Where Lightning Strikes (Bleeding Stars #3)

I pushed out a sigh.

Why the hell was I letting myself get sucked into this conversation? But that was Ash’s way. Couldn’t keep a straight face to save his life. Always smiling. Living life. But he got shit no one else did. Knew things no one else could.

He blew a puff of air from his nose, eyebrows drawn in outright bewilderment. “You like her?”

“No.” I denied it faster than my mind could process. But my heart had plenty of time.

God, I wanted to fucking hate her, that sick, twisted side wanting to make her pay for having the ability to affect me this way.

Making me want and desire and question.

But like her?

Liking her would be slanting a little too far into the emotions than were allowed.

“Holy shit.” Ash chuckled low. “You like her.”

I lifted my gaze, halting the progression of the humor cutting lines all over his face, dimples denting in his cheeks and chin.

Don’t.

It was a silent warning.

He fucking knew better.

This time he huffed in disappointment, roughing his hair back from his forehead and looking at the far wall for two awkward beats, before he turned back to me with his head cocked to the side. “When are you going to give it up, man? Are you going to hang on to it forever? Are you going to let it continue to fester and rot until there’s absolutely nothing left of you?”

I swallowed hard.

He jabbed at my notebook with his finger. “You think I don’t know what comes out in the songs you write for us, Lyrik? In your words? You think I can’t hear that pain? It’s going to ruin you.”

Too late.

“You made a mistake,” he pressed on when I didn’t respond.

A swirl of anger twisted through my gut, my voice thick and hard and filled with hatred. “A mistake? A mistake is forgettin’ to pay your cell phone bill. Fumbling on the frets during a performance. Putting a ding in someone’s car and not telling them. What I did? That wasn’t a mistake.”

It was wicked.

Inhumane.

Unforgivable.

A somber smile spread across his face, while I shifted in discomfort.
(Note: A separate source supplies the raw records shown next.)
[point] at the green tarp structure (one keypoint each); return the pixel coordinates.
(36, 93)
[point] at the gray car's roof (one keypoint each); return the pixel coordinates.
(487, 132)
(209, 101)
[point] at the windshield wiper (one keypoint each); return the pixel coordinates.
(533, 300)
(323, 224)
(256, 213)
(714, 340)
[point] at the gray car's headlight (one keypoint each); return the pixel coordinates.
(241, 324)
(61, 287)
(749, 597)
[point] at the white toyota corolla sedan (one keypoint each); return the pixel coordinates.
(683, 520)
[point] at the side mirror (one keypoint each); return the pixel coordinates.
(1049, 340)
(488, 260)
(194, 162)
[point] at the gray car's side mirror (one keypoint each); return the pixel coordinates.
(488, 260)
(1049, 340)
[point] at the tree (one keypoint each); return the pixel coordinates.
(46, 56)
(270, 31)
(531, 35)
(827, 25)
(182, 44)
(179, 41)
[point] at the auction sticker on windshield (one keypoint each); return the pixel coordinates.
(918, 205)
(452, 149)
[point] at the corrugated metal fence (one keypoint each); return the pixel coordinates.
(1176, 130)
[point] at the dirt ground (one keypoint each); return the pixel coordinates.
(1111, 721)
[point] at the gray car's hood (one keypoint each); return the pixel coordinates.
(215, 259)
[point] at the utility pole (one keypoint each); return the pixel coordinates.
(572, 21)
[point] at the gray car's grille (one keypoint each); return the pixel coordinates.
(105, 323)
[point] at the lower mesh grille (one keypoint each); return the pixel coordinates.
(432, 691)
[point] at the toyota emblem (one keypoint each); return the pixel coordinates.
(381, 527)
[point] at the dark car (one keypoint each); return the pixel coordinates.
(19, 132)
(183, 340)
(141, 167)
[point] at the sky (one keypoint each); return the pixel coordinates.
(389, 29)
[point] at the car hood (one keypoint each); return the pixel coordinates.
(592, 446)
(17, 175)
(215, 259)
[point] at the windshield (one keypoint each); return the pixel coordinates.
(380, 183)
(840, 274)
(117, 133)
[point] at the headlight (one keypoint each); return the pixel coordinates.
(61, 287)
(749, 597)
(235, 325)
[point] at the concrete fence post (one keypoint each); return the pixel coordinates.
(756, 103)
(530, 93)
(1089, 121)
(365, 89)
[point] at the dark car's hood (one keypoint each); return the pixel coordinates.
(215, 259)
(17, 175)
I watched the thick bob of Ash’s throat when he began to speak. “You know, every guy gets his heart broken at least once. We all get that defining moment when we find out the world really fucking sucks. That it’s always gonna take more than it gives. Maybe it’s a kid’s dad to first break his heart when he comes at him with fists flying. Or maybe beating on his mom. Maybe it’s the day the dog he’s had his entire life dies. Maybe it’s the girl he would have cut his heart out for trounces all over it instead.”

His own regret traveled his expression, his jaw clenching. “Most of us? We just break our own damned hearts.”

He and I both knew that all too well.

“You know as well as I do the past can’t be undone. Maybe it’s time you moved on from it. Because you aren’t fooling anyone.”

Move on?

Ash knew better.

There was no fucking moving on.

Stagnant and stale.

Stuck back in that day.

That’s where I was gonna forever remain.

Diverting, I shook my head, because I wasn’t about to go there. “It’s not anything like that. I just feel…bad.”

Weird. Different. Unsettled.

He shook his head. “Whatever you say, man.”

I clasped my hands between my knees. “What do I do?”

He scoffed like it was obvious. “Maybe start by saying sorry.”

Right.

Sorry.

Guess I fucking was.

Ash readjusted the bass on his lap. “Are we going to do this, or sit around acting like pussies all day?”

“Yeah, let’s do this.”

Because this? It was why I lived. I’d sold my soul for it, after all.





A SLIGHT SHEEN OF sweat gathered at the nape of my neck. My hair was pinned up in a red bandana headband, the humid Savannah summer laying siege to the city. Birds flitted through the trees, the slight breeze rustling through the branches the only reprieve to the stifling heat. Rays of sunlight wove patterns on the ground as they glinted through the leaves like a kaleidoscope projected on the earth.

Rounding the corner, I headed back toward my apartment, an antsy, anxious feeling taking me over as I approached.

Knowing what I would find.

Of course it was there.

That menacing-looking motorcycle parked at the curb in front of our building. It didn’t matter how many times I found it there. It managed to stutter my breaths each time. Managed to fill me with hesitancy and fear, a shaky sense of excited apprehension that thrummed through my veins.

The thrill I was terrified to feel.

The last week and a half had been an exercise in evading him like the plague.

Because no question.

The boy was a disease.

The kind that came on strong and crept in slow.